The philosophy of CE-Infosys is to provide the customers the best possible solution and make the solution as easy as possible for the users. Following this philosophy as many functions as possible are integrated into the CompuSec® Security Suite. The customer can choose at installation time what functions are installed. Therefore the list of options is very small and contains only the central management station and custom specific enhancements.

GlobalAdmin - Central Management for large Organizations

GlobalAdmin is the solution for central management of large numbers of CompuSec® installations.
Any number of users per computer can be assigned. At the same time each user can be assigned to any number of computers.
The assignment of users to computers is performed at the GlobalAdmin station without physical access to the users smart card or the computer.
GlobalAdmin is a complete Certification Authority and may be used to implement a complete Public Key Infrastructure.

GlobalAdmin - Central Management for SME customers

GlobalAdmin LITE manages CompuSec® for organizations using up 500 licenses.
SW version without Hardware Security Module.
Supports all CompuSec® Products.

Public Key Infrastructure

CompuSec® customers may use the CE-Infosys PKI which is part of the GlobalAdmin products and supports e-Identity®™. The use of e-Identity®™ is not limited to CompuSec® security functions. User provided applications can easily be secured using e-Identity®™.

Further enhancements of the product will be announced at for http://www.ce-infosys.com

Installation Notes

CompuSec® comes with its own boot sector virus protection. Before installing CompuSec® any existing boot sector virus protection must be deactivated. CompuSec® will save the existing boot sector and replace it with the CompuSec® boot sector. After installation CompuSec® protects the boot sector with its integrated protection mechanisms. Anyway a normal BIOS based boot sector protection may be activated again.

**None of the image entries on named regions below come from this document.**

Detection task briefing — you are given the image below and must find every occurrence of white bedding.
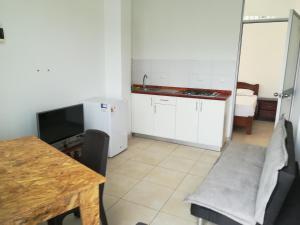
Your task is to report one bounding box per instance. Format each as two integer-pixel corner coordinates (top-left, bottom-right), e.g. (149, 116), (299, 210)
(234, 95), (257, 117)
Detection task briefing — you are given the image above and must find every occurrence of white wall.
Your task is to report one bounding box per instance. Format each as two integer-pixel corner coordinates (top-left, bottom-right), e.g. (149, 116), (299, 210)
(245, 0), (300, 17)
(132, 0), (243, 136)
(239, 23), (287, 98)
(0, 0), (105, 139)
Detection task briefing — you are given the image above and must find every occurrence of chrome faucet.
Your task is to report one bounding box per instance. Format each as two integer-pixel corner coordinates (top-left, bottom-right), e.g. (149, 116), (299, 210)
(143, 74), (148, 89)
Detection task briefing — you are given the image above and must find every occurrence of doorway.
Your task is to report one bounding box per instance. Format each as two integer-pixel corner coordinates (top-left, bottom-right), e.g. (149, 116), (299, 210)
(233, 20), (288, 146)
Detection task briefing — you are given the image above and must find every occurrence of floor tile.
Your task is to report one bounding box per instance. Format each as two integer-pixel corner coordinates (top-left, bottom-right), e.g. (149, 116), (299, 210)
(115, 160), (154, 179)
(104, 173), (138, 197)
(103, 194), (120, 210)
(114, 147), (142, 161)
(176, 175), (205, 195)
(232, 120), (274, 147)
(145, 141), (178, 153)
(161, 192), (195, 221)
(144, 167), (186, 189)
(159, 156), (195, 172)
(107, 156), (126, 172)
(171, 145), (205, 161)
(189, 162), (214, 177)
(151, 213), (197, 225)
(128, 137), (155, 149)
(107, 200), (157, 225)
(198, 151), (221, 164)
(123, 181), (173, 210)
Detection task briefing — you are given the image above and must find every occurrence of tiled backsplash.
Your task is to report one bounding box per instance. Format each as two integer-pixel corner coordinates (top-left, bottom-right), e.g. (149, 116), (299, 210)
(132, 59), (236, 90)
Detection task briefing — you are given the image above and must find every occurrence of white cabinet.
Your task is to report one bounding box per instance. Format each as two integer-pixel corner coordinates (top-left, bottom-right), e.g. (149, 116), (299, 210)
(153, 96), (176, 139)
(198, 99), (226, 148)
(176, 98), (200, 143)
(132, 94), (154, 135)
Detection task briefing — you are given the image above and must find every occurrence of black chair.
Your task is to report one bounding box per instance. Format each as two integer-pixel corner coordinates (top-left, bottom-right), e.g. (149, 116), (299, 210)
(48, 130), (109, 225)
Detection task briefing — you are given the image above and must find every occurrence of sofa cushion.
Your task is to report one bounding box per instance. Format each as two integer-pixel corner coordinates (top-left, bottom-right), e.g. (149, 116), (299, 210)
(186, 143), (265, 225)
(255, 120), (288, 224)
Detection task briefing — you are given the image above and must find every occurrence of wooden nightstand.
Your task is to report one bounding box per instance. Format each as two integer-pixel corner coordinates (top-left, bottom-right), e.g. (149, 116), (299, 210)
(257, 98), (277, 121)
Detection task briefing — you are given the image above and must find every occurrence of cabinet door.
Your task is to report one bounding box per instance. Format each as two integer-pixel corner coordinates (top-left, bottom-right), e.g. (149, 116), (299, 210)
(154, 104), (176, 139)
(176, 98), (200, 143)
(198, 99), (226, 148)
(132, 94), (154, 135)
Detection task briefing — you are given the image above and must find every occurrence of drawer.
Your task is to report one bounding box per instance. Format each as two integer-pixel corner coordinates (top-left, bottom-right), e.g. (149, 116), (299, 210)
(154, 95), (177, 105)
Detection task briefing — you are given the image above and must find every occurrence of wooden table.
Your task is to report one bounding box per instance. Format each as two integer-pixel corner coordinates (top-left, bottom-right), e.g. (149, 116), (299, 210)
(0, 137), (105, 225)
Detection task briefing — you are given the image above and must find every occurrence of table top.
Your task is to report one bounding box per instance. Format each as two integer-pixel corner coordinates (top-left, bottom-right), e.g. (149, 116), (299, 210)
(0, 137), (105, 224)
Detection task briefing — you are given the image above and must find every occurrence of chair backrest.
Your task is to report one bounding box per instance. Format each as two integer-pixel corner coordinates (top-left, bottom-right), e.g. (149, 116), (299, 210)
(80, 130), (109, 176)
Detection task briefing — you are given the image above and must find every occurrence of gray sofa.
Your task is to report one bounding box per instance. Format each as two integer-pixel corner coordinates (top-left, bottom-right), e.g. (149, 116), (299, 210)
(186, 121), (300, 225)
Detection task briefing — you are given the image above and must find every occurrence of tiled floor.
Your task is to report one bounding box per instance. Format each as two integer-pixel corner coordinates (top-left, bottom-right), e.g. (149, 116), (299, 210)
(42, 138), (220, 225)
(41, 121), (273, 225)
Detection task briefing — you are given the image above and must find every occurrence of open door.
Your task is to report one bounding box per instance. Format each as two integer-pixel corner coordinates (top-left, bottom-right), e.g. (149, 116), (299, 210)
(276, 10), (300, 123)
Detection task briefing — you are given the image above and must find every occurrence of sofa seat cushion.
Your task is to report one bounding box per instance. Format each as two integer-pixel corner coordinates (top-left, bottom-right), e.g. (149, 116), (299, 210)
(186, 142), (265, 225)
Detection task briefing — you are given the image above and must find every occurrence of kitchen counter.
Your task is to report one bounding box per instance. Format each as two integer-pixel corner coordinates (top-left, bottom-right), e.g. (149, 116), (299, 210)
(131, 84), (231, 101)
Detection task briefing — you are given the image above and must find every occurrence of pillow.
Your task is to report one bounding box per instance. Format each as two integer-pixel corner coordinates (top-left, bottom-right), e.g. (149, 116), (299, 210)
(255, 119), (288, 224)
(236, 88), (254, 96)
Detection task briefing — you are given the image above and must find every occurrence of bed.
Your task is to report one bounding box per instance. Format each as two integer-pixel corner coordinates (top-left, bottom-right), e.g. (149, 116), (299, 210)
(234, 82), (259, 134)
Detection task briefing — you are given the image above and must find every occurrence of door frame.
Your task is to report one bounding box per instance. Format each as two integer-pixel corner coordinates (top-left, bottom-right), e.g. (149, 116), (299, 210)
(275, 9), (300, 124)
(229, 14), (289, 140)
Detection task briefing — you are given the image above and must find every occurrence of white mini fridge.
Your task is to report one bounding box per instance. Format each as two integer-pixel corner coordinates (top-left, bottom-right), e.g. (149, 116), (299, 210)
(84, 98), (128, 157)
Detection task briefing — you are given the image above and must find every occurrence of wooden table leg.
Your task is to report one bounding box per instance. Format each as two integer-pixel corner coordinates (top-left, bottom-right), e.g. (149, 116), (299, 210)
(79, 185), (100, 225)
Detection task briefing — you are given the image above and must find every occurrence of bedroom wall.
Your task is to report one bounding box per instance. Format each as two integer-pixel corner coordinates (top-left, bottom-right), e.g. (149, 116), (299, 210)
(0, 0), (105, 139)
(132, 0), (243, 136)
(239, 23), (287, 98)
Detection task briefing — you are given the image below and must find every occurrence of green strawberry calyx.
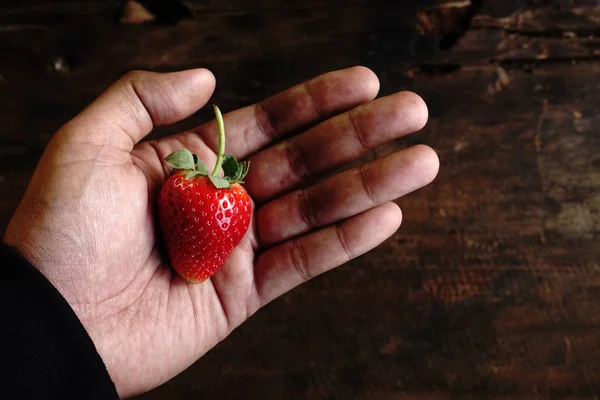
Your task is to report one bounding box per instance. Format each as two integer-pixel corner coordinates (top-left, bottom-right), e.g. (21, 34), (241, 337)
(165, 105), (250, 189)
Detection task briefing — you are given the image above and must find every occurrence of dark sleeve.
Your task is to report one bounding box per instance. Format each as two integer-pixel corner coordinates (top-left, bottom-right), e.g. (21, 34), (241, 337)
(0, 243), (118, 400)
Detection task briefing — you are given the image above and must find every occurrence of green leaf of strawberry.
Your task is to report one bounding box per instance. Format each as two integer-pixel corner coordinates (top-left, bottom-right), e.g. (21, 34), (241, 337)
(165, 149), (197, 169)
(209, 175), (231, 189)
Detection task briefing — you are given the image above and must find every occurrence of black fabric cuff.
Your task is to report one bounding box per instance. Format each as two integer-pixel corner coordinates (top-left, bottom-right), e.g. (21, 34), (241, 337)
(0, 243), (118, 400)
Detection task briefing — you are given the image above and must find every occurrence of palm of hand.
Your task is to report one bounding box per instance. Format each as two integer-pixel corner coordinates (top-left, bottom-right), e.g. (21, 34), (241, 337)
(5, 68), (437, 396)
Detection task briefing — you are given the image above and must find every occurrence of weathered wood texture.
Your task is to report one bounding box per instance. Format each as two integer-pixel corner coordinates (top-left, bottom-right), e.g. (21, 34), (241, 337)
(0, 0), (600, 399)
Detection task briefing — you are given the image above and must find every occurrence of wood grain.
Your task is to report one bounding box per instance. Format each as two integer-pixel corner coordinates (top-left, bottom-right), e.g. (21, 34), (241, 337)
(0, 0), (600, 399)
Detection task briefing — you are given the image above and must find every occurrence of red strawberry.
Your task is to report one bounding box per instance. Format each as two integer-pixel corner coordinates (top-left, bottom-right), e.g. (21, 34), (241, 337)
(158, 106), (252, 283)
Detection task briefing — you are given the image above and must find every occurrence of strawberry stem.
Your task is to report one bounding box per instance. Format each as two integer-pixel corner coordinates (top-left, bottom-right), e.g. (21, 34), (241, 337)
(212, 105), (225, 176)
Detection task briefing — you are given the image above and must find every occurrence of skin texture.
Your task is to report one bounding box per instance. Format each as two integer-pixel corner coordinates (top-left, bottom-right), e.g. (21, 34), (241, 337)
(4, 67), (439, 397)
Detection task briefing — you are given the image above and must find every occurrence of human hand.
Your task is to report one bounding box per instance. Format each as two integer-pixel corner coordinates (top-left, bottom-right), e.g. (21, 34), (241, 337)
(4, 67), (439, 397)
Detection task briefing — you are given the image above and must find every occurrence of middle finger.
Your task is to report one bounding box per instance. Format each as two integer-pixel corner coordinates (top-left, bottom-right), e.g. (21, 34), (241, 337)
(246, 92), (427, 203)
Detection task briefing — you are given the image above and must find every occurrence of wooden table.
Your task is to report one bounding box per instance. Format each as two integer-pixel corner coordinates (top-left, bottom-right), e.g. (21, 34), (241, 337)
(0, 0), (600, 400)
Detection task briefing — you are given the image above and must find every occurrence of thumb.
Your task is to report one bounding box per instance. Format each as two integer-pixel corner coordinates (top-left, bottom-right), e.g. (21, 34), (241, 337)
(61, 68), (215, 151)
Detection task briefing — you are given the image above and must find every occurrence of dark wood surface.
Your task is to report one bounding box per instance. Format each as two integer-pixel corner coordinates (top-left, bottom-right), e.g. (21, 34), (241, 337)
(0, 0), (600, 400)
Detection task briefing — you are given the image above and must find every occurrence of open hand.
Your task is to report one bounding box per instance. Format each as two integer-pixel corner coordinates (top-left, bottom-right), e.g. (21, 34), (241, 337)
(4, 67), (438, 397)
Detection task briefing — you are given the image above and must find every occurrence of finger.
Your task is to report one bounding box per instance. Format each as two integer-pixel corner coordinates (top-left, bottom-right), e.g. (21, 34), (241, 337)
(246, 92), (427, 202)
(62, 69), (215, 151)
(256, 145), (439, 247)
(255, 203), (402, 305)
(191, 67), (379, 158)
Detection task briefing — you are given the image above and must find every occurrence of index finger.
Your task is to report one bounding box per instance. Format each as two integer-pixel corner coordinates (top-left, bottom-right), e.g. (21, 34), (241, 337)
(188, 66), (379, 159)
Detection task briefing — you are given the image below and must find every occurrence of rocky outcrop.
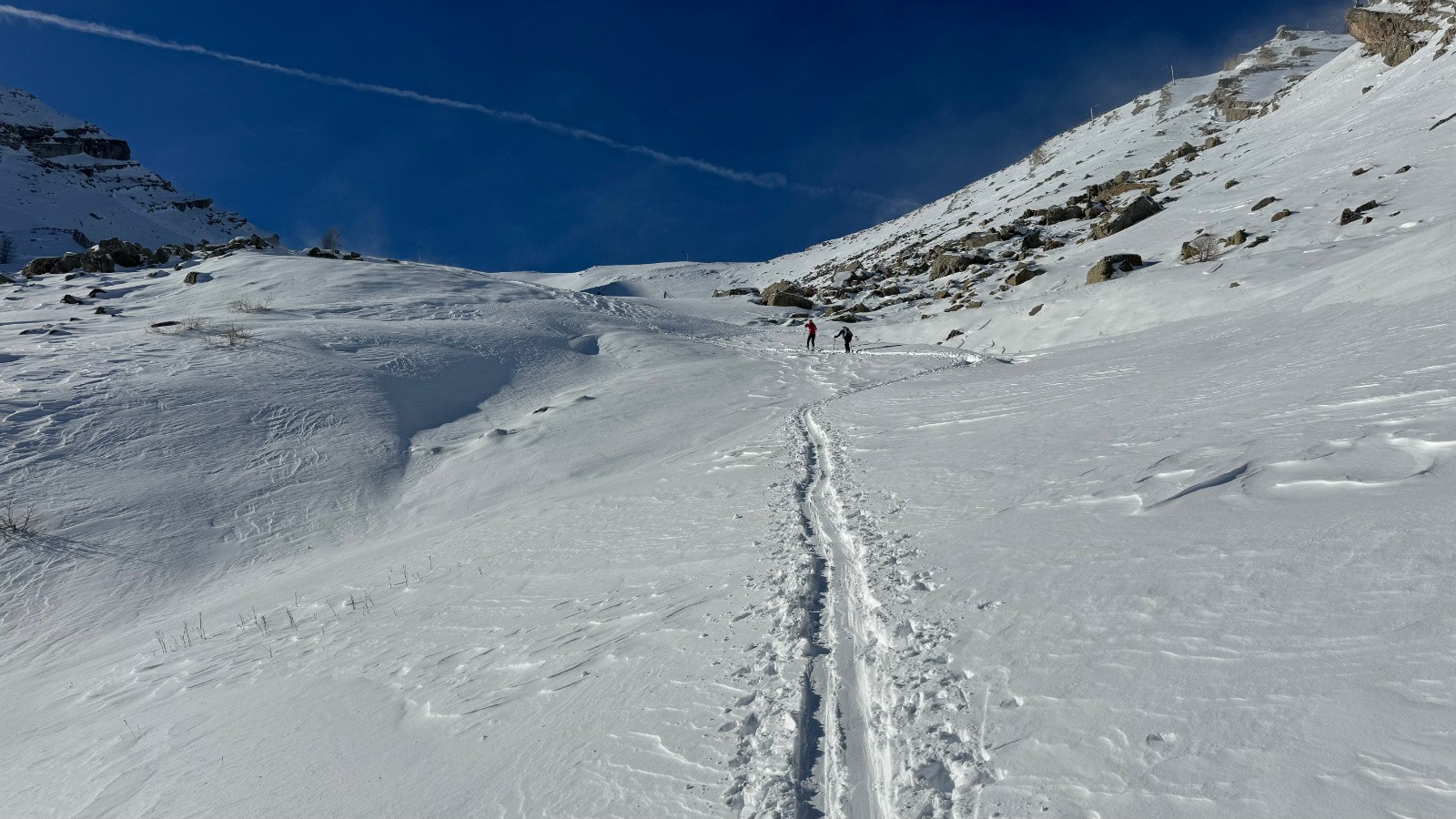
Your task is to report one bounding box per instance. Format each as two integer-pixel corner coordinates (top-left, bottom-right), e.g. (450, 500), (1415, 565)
(20, 233), (271, 278)
(762, 281), (814, 310)
(929, 254), (976, 281)
(1345, 0), (1436, 67)
(0, 123), (131, 162)
(1006, 267), (1046, 287)
(1087, 254), (1143, 284)
(1092, 196), (1163, 239)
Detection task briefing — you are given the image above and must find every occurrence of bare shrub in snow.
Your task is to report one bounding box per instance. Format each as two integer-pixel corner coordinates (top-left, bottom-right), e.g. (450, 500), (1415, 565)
(204, 324), (258, 347)
(1182, 233), (1225, 264)
(0, 502), (41, 543)
(230, 298), (269, 313)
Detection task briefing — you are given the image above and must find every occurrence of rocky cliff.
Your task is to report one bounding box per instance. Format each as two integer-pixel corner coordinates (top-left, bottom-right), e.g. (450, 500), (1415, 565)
(0, 87), (262, 271)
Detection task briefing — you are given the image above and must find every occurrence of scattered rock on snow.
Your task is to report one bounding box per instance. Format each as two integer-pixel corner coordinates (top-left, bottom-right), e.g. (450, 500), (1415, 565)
(1092, 196), (1163, 239)
(1087, 254), (1143, 284)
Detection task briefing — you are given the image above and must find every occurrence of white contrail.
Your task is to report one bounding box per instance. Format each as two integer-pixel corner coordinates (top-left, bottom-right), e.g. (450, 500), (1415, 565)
(0, 5), (809, 187)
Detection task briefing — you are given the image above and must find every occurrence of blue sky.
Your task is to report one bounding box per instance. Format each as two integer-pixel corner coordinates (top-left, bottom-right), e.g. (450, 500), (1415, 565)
(0, 0), (1349, 271)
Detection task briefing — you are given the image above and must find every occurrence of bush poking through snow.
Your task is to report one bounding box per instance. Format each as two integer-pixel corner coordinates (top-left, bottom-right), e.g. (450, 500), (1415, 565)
(1182, 233), (1225, 264)
(0, 502), (41, 545)
(228, 298), (269, 313)
(204, 324), (258, 349)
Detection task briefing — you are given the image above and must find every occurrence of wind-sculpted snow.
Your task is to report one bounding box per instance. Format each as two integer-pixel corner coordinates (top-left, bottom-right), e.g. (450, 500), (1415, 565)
(0, 9), (1456, 819)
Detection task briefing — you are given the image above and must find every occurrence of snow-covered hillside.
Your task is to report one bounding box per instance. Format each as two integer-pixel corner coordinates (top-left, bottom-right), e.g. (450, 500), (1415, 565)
(0, 87), (260, 272)
(8, 6), (1456, 819)
(541, 8), (1456, 353)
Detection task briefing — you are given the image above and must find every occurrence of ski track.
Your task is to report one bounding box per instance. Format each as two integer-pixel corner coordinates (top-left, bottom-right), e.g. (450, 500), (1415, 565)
(724, 339), (996, 819)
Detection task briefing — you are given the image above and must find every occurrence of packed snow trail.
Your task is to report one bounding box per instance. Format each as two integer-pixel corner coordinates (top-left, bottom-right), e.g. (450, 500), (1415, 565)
(768, 351), (977, 819)
(796, 410), (893, 819)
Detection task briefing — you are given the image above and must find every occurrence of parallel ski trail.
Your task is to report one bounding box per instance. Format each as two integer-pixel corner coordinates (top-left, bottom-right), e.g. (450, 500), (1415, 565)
(786, 353), (977, 819)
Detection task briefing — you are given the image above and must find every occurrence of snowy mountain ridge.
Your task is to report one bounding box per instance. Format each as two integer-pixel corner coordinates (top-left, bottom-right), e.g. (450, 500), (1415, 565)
(0, 87), (260, 272)
(8, 6), (1456, 819)
(537, 8), (1456, 351)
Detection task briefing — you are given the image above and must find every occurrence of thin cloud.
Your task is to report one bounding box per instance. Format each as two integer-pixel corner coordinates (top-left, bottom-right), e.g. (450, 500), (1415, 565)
(0, 5), (900, 204)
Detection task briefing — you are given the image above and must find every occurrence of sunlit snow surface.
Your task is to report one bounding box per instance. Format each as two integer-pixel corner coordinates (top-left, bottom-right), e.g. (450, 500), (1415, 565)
(0, 19), (1456, 819)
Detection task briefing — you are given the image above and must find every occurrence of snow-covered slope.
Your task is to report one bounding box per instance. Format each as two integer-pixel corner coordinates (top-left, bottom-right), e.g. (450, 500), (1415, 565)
(544, 13), (1456, 359)
(8, 3), (1456, 819)
(0, 87), (260, 272)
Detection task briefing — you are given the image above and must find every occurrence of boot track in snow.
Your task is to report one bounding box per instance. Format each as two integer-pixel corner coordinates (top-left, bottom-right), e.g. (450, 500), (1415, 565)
(786, 356), (974, 819)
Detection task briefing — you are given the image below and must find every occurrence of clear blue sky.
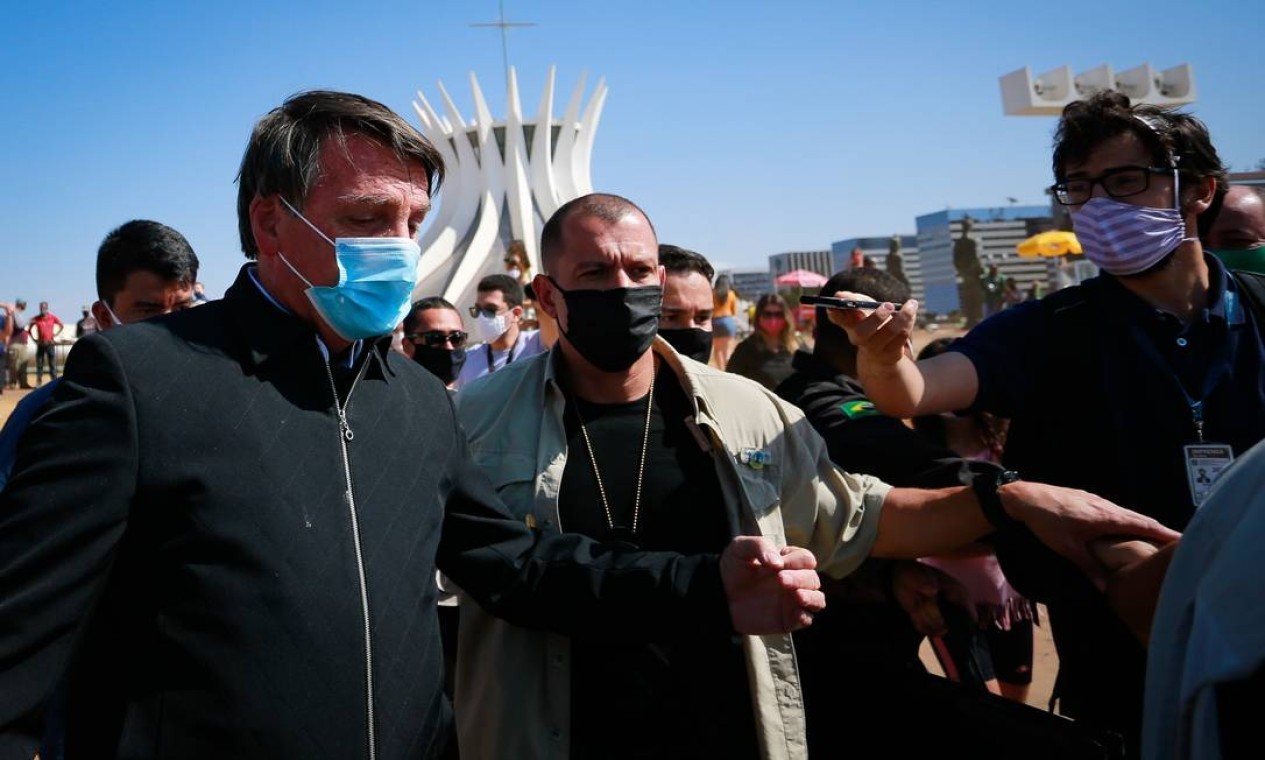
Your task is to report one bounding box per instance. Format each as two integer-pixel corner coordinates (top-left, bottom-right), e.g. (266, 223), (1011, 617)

CompuSec® Installation Tips

A single user installation creates a file with all the keys required for a later service activity. This file is named SecurityInfo.dat and it is recommended to copy this file onto a reliable external media. Please store this file at a safe place.

The security file SecurityInfo.dat is required for the de-installation of the product or when the password and the password-reset code are forgotten.

The security file SecurityInfo.dat is related to a computer. They can only be used for the machine where they were initially created.

The initial password after the installation of CompuSec® is “start123”.
The user ID must be 1 to 16 characters long. Characters can be alphanumeric.
The password must be 6 to 16 characters long. Characters can be alphanumeric.

The first time Windows is started a MANUAL log on is required. CompuSec® learns the password for future automatic log on.

A CompuSec® managed by a GlobalAdmin station does not generate such a file. All the required data are stored in the GlobalAdmin database.